Redemptions from the global hedge fund business continued throughout August but were less widespread across fund types than in July.
Macro hedge funds and long/short equity funds took the bulk of the outflows. Overall redemptions, however, were nearly double compared to the previous month.
Investors pulled out around $6.51 billion (€5.9 billion) from the sector throughout August, compared to $3.78 billion in July.
Year-to-date flows now stand at a negative $63.61 billion, according to the latest data from eVestment.
Macro hedge funds saw outflows of over $6 billion, whilst long/short equity funds saw outflows of $5.3 billion.
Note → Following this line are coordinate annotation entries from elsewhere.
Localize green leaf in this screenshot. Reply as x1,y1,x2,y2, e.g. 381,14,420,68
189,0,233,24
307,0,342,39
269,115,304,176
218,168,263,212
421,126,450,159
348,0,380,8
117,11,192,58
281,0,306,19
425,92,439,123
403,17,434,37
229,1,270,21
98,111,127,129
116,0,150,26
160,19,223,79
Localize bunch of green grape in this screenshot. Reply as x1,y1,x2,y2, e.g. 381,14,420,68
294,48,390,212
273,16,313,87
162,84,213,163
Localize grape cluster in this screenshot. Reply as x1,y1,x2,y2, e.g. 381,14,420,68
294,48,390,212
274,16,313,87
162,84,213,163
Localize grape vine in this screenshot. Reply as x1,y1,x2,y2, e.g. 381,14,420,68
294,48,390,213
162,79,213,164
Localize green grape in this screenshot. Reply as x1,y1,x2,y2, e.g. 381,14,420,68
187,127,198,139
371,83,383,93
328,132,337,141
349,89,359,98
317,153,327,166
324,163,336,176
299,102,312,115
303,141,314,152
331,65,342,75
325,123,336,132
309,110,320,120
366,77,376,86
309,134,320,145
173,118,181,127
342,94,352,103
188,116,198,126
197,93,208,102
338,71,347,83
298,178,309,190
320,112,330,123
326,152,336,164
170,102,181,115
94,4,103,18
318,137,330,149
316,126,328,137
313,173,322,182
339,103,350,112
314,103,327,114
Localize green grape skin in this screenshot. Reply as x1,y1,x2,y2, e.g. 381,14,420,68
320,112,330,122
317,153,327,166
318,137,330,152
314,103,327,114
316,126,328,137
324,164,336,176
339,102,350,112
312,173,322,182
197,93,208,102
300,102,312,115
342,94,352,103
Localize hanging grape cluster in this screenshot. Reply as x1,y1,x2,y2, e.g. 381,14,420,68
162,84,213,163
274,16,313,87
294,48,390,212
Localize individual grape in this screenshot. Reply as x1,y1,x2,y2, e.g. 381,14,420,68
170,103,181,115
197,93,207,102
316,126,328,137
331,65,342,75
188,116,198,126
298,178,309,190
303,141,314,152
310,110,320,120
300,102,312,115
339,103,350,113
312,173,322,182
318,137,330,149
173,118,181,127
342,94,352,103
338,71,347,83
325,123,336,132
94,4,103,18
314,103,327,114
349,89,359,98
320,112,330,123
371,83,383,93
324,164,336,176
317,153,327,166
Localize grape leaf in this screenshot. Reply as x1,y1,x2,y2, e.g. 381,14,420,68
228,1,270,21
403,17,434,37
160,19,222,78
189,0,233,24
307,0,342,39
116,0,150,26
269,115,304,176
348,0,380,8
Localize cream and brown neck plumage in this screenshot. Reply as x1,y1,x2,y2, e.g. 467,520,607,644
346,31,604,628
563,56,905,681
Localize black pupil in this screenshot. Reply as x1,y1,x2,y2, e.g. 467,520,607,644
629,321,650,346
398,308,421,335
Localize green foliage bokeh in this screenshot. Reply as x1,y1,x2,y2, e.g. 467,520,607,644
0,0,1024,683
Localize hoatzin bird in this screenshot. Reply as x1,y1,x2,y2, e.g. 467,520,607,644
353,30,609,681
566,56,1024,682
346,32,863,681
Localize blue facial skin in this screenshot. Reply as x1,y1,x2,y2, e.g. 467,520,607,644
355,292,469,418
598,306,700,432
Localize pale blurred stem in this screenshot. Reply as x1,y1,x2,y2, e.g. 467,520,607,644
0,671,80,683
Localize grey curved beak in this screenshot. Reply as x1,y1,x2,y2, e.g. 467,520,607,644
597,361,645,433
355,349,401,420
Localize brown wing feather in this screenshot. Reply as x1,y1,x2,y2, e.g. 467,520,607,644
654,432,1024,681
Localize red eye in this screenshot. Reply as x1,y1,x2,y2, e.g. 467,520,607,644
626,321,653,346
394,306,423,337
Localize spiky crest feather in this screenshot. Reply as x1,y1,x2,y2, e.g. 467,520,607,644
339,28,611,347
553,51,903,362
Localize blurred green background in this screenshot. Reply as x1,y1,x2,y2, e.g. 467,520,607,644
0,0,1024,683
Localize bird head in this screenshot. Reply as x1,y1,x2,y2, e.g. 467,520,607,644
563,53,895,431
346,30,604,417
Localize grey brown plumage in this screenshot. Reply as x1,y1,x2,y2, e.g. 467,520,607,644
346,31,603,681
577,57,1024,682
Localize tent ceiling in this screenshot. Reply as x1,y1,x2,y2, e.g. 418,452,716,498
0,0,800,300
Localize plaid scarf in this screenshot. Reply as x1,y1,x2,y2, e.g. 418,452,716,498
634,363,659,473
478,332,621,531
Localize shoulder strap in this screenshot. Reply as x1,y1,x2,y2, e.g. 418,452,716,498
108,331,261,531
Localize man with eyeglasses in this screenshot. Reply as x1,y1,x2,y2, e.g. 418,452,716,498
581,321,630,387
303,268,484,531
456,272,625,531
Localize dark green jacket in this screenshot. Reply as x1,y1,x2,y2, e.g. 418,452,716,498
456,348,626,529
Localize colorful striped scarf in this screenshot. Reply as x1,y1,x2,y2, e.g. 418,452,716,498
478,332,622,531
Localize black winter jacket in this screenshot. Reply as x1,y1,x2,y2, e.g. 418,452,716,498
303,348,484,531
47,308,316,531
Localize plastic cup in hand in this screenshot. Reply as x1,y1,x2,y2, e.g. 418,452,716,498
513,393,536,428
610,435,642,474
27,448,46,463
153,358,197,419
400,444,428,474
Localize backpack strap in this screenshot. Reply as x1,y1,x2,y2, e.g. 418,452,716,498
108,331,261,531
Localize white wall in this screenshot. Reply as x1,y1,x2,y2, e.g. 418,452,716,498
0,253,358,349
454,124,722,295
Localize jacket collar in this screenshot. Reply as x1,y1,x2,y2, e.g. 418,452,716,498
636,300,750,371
Event driven funds saw the lion’s share of inflows, pulling in $2.6 billion of investor cash, followed by managed future funds which saw inflows of $1.5 billion.
In terms of assets year-to-date, long/short equity funds are the biggest losers amongst the primary strategies tracked by eVestment with outflows of $31.14 billion so far this year.
The firm also reported a continuation of emerging markets hedge fund outflows, with investors pulling out over $1.5 billion.
A separate report by Chicago-based Hedge Fund Research recently found that emerging markets hedge funds posted industry-leading mid-year results this year.
Total emerging market hedge fund capital reached $239.3 billion by the end of the second quarter, according to the study.